The Government of Zimbabwe (GOZ) has recognized in its Three Year Macro-Economic Policy and Budgetary Framework (MEPBF) (2010-12) as it did in the Short Term Emergency Programme (STERP) of February 2009, that a functioning infrastructure is one of the vital key factors for resuscitating the economy in addition to ensuring the safety and wellbeing of its citizens. For water supply and sanitation (WSS) services, a lot has been done to address emergency problems of the related infrastructure since the Government’s request for emergency assistance following the 2008/09 cholera outbreak in the country which resulted in 4300 deaths and more than 98,000 cumulative cases by June 2009.
While the deterioration of the services (mainly those of water supply) has been arrested, in some of the urban areas, there is a lot of work still to be done to stabilize and improve the services, not to mention the mammoth task of restoring the services in the rural areas. The proposed project is therefore part of the ongoing efforts to improve the overall infrastructure in the country and those of WSS in particular. The project is in line with the priorities of the GOZ and interventions prioritized by the Zim-Fund.
The purpose of the project is to provide urgent support for further restoration and stabilization of water supply and sanitation services in six urban areas including Harare, Chitungwiza, Mutare, Masvingo, Kwekwe and Chegutu (serving an estimated population of 4.15 million). The project will also boost the capacity of the six Municipalities in the operation and management of these services. The works entail urgent repairs and rehabilitation of critical installations including pumping stations, electro-mechanical works, treatment plants, and water supply distribution system. For sanitation, the urgent repairs include critical trunk and outfall sewers, booster pump stations and treatment works as well as treated effluent disposal facilities. Technical assistance will be provided to improve the overall corporate governance and financial sustainability of the services and boost the operation and maintenance capacity. While building the capacity of the municipalities planning functions, a medium to long term investment plans will be prepared for the towns. The project will also support community sensitization and promotion of improved sanitation and hygiene.

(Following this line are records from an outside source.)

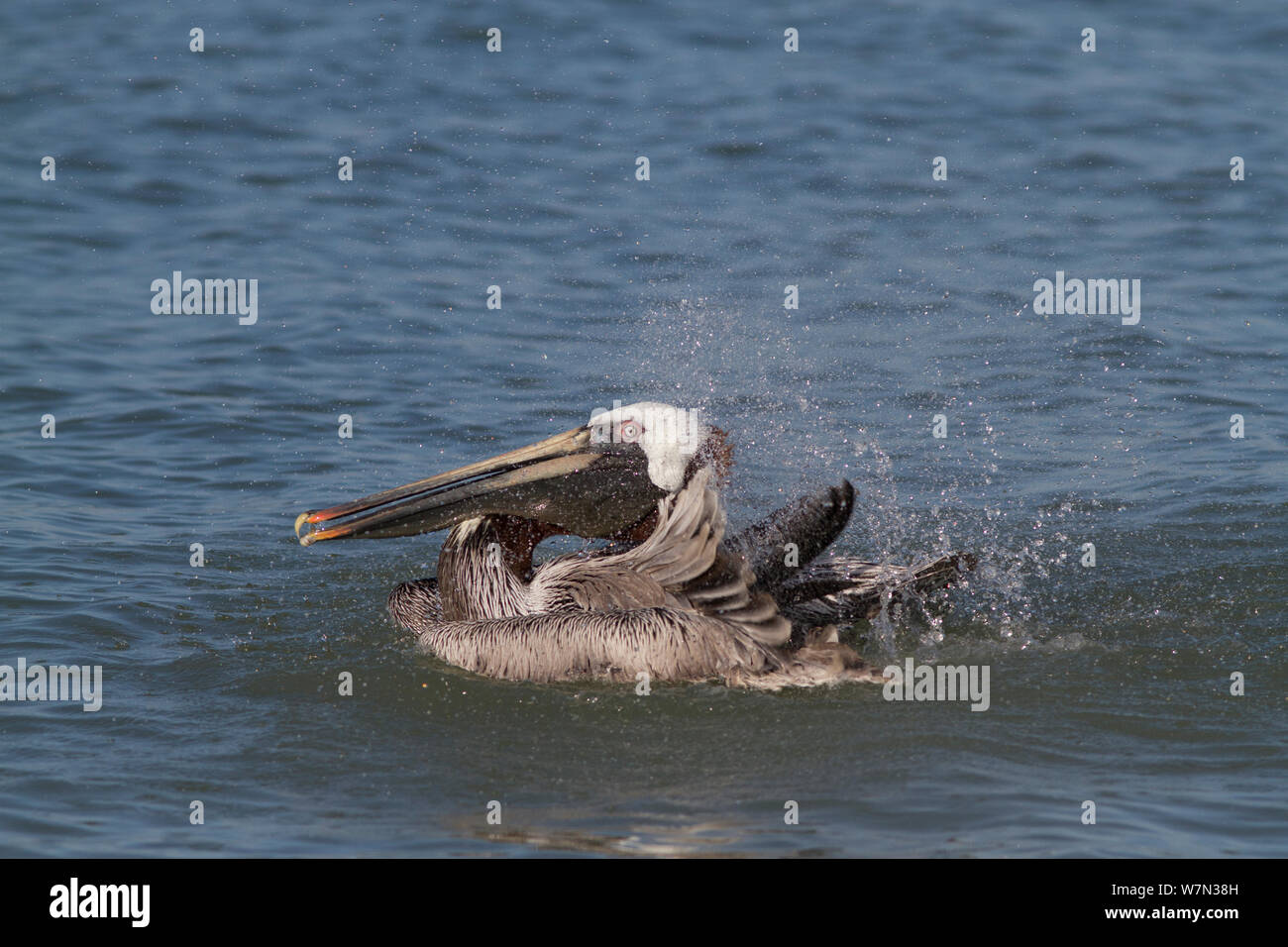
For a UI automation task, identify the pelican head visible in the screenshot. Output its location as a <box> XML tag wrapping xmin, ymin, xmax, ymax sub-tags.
<box><xmin>295</xmin><ymin>401</ymin><xmax>731</xmax><ymax>546</ymax></box>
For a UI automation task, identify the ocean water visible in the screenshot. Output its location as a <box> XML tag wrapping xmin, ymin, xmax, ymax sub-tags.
<box><xmin>0</xmin><ymin>0</ymin><xmax>1288</xmax><ymax>857</ymax></box>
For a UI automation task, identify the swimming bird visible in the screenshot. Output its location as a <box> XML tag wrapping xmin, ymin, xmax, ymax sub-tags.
<box><xmin>296</xmin><ymin>402</ymin><xmax>974</xmax><ymax>688</ymax></box>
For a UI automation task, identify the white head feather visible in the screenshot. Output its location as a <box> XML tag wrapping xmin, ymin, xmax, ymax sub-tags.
<box><xmin>590</xmin><ymin>401</ymin><xmax>711</xmax><ymax>493</ymax></box>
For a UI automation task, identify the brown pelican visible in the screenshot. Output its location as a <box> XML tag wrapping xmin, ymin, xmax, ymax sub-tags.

The total project cost is USD 29.651 million to be financed by the Multi-Donor Trust Fund (Zim-Fund). The works will be implemented over a period of 18 months. The six Municipalities covered by the project will be the direct beneficiaries of the project. The processing and implementation of the project will be guided by the Operations Manual developed for Zim-Fund. Due to the urgency of the project and special circumstances in Zimbabwe, the project will be implemented through an independent Project Implementing Entity (PIE) and Procurement Agency (PA) on behalf of the Government of Zimbabwe. The project will receive an overall guidance from a steering committee to be established composed of key sector ministries and the Municipal Councils.